Val la pena di citare ancora una volta il passo dei Grundrisse sulle macchine, dove dice che il valore -e con esso il lavoro umano quindi- è ormai base ben misera per misurare la ricchezza; se questo implica la sparizione della classe operaia come centro delle contraddizioni e con questo del suo ruolo centrale come soggetto rivoluzionario non comporta però la sparizione di ogni soggetto rivoluzionario, anzi: significa più cose contemporaneamente:
-l’allargamento dell’estrazione del plusvalore a tutte le branche e livelli del percorso delle merci -dalla produzione alla distribuzione alla circolazione- come prima fase di autonomizzazione del capitale dal lavoro;
-la perdita del ruolo progressivo del capitale nel rivoluzionamento continuo dei mezzi di produzione (scienza inclusa);
-la perdita della centralità della fabbrica (processo compiuto solo in Occidente, laddove Cina e India funzionano come enormi fabbriche decentrate) comporta anche un carattere caotico delle contraddizioni e delle lotte, prive di quel riferimento unificante, di contraddizione ma anche di controllo; e questo a sua volta comporta sviluppi caotici della gestione del potere, con ruolo maggiore delle forze esterne come esercito e polizia (ruolo accentuato da una necessità di controllo a distanza di una forza lavoro decentrata, che è uno degli elementi dell’attuale guerra silenziosa tra USA e Cina: lo strangolamento delle capacità produttive nell’IA da parte degli USA non dice solo ‘non vogliamo concorrenza’ ma anche ‘dovete limitarvi a fornirci merci a basso costo da cui estrarre sovraprofitti’).

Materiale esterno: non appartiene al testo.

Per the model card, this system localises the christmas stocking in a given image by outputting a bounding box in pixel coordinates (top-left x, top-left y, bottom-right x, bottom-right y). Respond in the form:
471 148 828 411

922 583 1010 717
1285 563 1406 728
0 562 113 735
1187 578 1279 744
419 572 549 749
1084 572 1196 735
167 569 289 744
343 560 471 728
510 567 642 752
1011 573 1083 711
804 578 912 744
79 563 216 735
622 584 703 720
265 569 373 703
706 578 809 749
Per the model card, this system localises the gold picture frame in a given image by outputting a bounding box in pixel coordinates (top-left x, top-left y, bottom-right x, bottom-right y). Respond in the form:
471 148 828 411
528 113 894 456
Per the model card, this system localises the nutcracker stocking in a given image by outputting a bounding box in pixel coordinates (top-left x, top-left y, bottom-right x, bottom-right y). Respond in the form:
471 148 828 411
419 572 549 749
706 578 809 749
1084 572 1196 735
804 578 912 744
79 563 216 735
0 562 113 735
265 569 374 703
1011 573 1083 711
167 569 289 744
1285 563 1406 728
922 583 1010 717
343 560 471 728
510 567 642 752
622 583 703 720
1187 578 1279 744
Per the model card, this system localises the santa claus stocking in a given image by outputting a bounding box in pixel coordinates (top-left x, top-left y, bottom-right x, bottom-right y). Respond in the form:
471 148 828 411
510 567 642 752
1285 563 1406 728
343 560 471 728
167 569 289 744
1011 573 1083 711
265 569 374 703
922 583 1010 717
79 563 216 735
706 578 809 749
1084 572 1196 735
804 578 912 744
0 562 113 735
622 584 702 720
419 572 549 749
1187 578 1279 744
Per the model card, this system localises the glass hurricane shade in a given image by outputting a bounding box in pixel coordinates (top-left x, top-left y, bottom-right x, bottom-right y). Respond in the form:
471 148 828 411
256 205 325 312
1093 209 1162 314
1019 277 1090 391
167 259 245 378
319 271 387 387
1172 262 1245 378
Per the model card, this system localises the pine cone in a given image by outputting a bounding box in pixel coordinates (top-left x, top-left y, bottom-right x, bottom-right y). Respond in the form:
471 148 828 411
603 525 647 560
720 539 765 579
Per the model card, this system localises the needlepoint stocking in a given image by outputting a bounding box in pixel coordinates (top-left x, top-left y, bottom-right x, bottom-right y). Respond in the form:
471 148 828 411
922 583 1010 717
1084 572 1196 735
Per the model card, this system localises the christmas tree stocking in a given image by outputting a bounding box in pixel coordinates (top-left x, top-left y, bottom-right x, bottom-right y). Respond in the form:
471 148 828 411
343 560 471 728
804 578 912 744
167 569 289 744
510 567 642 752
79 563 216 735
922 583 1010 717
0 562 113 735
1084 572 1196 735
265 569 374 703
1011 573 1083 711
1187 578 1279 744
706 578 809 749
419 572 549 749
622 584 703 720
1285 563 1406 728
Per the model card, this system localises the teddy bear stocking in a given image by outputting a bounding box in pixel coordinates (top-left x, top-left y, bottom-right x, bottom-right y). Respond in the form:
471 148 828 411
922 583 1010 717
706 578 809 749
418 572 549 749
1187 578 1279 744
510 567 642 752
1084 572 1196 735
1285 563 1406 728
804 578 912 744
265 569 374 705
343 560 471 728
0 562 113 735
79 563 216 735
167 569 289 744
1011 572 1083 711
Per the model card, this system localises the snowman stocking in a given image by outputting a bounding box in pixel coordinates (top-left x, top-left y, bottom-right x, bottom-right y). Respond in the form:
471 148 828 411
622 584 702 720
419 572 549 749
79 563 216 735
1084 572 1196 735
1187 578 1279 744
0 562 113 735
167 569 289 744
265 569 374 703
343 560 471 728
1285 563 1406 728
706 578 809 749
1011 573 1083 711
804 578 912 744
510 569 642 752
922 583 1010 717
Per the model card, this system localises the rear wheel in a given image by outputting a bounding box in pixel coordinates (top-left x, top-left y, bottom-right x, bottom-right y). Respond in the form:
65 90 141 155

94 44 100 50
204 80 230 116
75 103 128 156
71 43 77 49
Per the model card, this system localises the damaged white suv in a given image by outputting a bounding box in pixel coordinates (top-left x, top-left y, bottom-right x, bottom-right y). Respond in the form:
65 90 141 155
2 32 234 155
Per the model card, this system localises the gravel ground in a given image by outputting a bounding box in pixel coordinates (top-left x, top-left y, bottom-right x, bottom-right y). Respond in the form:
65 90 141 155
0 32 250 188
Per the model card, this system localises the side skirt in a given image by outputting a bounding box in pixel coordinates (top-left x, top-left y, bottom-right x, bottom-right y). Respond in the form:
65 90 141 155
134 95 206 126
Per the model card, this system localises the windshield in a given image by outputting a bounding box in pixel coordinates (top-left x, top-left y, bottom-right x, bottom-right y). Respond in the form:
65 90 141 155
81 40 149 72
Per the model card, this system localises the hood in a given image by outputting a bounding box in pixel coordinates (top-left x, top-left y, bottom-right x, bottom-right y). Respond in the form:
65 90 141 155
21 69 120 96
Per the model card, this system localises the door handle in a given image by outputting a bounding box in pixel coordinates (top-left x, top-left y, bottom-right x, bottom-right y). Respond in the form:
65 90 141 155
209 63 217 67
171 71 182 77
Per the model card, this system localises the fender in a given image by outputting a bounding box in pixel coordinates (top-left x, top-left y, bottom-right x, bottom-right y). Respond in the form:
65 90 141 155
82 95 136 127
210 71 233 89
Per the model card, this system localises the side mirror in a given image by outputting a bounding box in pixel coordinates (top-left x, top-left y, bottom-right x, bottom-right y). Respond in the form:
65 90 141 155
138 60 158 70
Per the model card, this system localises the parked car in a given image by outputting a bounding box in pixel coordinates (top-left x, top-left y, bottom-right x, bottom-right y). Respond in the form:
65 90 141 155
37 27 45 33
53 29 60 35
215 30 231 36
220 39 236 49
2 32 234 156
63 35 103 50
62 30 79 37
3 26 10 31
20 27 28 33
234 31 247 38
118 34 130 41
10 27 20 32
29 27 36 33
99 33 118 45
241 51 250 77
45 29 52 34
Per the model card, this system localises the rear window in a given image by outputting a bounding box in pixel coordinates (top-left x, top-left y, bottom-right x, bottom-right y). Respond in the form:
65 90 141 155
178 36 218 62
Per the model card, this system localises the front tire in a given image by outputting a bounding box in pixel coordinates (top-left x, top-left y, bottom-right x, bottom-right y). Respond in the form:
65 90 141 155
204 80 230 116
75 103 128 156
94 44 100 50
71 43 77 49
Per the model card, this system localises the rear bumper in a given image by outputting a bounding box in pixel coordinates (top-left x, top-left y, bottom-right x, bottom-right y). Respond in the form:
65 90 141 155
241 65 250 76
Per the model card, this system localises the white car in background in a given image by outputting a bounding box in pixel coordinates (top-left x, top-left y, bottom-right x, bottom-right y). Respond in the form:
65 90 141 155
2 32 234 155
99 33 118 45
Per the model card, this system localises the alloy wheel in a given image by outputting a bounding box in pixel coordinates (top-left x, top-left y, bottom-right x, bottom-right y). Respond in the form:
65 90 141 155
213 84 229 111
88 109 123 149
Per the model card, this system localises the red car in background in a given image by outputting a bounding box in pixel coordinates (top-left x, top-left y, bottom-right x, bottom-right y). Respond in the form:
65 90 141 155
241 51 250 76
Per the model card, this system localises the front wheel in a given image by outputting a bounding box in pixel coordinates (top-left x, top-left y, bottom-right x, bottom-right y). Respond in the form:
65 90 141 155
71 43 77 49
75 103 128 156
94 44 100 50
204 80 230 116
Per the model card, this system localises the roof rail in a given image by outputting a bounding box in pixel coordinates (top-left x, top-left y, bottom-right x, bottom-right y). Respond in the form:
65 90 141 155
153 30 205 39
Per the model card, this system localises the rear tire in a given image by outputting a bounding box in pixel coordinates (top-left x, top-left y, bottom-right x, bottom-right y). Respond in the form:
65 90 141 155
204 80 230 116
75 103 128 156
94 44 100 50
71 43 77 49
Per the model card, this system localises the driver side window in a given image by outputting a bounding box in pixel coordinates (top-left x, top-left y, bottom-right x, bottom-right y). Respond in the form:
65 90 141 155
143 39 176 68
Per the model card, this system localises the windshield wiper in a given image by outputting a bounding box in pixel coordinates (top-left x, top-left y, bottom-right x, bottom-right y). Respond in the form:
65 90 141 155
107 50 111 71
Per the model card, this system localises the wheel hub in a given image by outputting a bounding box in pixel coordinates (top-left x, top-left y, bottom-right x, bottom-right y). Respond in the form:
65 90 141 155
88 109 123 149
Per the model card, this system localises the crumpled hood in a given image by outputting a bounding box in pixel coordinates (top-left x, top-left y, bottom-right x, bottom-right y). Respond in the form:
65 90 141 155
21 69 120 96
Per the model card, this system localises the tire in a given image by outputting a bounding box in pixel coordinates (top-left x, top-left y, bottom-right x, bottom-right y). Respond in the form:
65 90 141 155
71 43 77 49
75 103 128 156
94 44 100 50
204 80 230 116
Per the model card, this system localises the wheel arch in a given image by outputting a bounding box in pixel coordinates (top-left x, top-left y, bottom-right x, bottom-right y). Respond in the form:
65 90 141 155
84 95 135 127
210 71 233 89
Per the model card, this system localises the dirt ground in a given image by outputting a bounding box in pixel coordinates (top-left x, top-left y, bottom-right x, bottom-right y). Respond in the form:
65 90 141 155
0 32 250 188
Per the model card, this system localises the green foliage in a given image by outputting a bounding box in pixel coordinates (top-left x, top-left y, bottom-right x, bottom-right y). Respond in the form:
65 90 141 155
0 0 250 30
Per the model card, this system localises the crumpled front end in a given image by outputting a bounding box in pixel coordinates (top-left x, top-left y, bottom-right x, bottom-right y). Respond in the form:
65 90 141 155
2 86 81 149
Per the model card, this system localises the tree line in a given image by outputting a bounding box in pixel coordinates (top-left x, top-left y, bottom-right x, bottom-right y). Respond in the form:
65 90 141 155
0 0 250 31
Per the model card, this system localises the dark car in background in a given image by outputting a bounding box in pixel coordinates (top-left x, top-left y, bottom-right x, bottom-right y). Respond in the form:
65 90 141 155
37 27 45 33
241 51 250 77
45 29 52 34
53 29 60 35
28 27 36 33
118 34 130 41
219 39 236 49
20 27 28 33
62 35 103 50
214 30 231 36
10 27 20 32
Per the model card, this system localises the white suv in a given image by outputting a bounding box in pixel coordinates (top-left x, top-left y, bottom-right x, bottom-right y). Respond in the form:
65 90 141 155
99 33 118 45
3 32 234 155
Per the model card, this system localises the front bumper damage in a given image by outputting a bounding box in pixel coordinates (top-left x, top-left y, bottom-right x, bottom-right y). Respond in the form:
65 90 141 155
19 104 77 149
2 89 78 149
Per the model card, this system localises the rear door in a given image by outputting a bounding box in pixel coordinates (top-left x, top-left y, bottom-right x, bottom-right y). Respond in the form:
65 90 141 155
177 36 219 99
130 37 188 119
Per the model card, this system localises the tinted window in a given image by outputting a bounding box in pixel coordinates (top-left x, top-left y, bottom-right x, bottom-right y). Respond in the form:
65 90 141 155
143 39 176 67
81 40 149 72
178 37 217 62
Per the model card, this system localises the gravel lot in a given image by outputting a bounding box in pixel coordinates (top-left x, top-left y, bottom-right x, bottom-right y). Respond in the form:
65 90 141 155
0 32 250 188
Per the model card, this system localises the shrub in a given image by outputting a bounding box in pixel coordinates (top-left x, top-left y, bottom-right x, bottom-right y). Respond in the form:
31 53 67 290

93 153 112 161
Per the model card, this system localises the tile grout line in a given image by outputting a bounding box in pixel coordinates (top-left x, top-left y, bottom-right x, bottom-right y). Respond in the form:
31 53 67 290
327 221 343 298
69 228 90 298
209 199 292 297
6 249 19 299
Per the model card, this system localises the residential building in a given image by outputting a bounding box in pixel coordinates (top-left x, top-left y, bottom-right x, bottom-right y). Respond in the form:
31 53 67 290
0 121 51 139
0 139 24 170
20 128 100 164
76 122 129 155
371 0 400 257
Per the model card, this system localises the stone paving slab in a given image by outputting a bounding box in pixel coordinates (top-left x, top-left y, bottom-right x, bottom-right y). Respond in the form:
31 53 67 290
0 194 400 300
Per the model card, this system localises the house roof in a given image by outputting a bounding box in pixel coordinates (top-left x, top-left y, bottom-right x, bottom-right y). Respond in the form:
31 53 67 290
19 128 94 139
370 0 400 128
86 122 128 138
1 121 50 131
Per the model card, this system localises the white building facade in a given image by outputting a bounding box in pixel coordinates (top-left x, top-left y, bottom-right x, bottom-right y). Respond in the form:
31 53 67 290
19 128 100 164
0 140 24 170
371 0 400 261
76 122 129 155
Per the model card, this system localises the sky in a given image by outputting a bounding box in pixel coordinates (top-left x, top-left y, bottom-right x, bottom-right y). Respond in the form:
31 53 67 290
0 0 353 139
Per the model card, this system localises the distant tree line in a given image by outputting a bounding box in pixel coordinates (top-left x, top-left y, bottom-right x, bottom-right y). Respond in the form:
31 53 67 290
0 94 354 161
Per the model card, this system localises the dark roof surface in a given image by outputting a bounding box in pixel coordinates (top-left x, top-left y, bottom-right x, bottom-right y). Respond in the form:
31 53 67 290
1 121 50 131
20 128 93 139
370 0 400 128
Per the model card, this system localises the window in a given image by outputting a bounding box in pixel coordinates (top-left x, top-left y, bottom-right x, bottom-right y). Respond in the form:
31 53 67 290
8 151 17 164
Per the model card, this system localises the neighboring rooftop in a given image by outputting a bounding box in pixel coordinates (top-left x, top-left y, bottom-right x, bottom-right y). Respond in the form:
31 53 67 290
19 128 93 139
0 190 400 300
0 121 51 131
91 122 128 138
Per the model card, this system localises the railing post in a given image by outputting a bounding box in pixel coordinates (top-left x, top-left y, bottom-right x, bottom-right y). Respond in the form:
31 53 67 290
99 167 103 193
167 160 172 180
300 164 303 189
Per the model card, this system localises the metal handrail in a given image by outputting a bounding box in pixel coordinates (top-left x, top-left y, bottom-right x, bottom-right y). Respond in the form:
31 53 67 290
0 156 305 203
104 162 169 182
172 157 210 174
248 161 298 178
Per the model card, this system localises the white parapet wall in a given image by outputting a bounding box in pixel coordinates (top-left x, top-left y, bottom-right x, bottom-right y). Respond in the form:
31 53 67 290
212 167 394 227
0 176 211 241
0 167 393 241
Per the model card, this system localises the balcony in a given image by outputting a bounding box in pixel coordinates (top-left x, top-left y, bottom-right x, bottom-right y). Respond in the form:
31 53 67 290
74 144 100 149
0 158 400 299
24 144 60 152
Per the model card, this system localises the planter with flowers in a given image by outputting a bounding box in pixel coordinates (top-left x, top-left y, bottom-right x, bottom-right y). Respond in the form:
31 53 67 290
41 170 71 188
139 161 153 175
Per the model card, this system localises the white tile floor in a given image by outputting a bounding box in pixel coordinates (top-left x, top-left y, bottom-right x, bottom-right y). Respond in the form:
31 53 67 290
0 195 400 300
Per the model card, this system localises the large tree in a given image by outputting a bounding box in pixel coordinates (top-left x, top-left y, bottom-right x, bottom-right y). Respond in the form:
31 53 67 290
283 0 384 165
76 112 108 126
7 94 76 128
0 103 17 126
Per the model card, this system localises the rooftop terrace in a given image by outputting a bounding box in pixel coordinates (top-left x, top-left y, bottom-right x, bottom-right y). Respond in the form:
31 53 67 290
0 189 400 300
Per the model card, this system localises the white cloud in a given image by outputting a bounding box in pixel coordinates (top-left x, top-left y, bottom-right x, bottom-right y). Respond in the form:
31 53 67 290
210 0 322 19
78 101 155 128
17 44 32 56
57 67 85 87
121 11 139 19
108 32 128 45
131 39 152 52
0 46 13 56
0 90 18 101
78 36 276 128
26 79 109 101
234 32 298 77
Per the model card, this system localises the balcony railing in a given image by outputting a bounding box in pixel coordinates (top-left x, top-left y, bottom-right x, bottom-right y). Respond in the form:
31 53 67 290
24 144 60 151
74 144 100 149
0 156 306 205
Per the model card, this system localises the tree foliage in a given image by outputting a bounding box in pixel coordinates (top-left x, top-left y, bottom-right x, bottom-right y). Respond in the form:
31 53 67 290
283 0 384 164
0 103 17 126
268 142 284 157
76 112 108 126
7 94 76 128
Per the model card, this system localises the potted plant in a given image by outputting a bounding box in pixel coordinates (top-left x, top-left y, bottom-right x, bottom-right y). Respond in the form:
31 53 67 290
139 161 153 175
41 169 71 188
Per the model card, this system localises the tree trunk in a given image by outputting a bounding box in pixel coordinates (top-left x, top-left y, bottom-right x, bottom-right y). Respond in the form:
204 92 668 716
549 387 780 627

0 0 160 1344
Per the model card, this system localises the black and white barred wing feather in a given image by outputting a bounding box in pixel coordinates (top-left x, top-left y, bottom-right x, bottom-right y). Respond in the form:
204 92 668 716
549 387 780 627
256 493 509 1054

-epperò implica anche, una volta rovesciato quel potere, la possibilità di una gestione dolce -non coercitiva- di forze produttive ormai abbastanza sviluppate da poter fare a meno del socialismo e del suo controllo su un lavoro necessario ormai ridotto a termine minimo.
Ma se vogliamo aver successo su questa strada bisogna però fare prima un po’di pulizia, in primis dei paraocchi che ci hanno cucito addosso, poco a poco.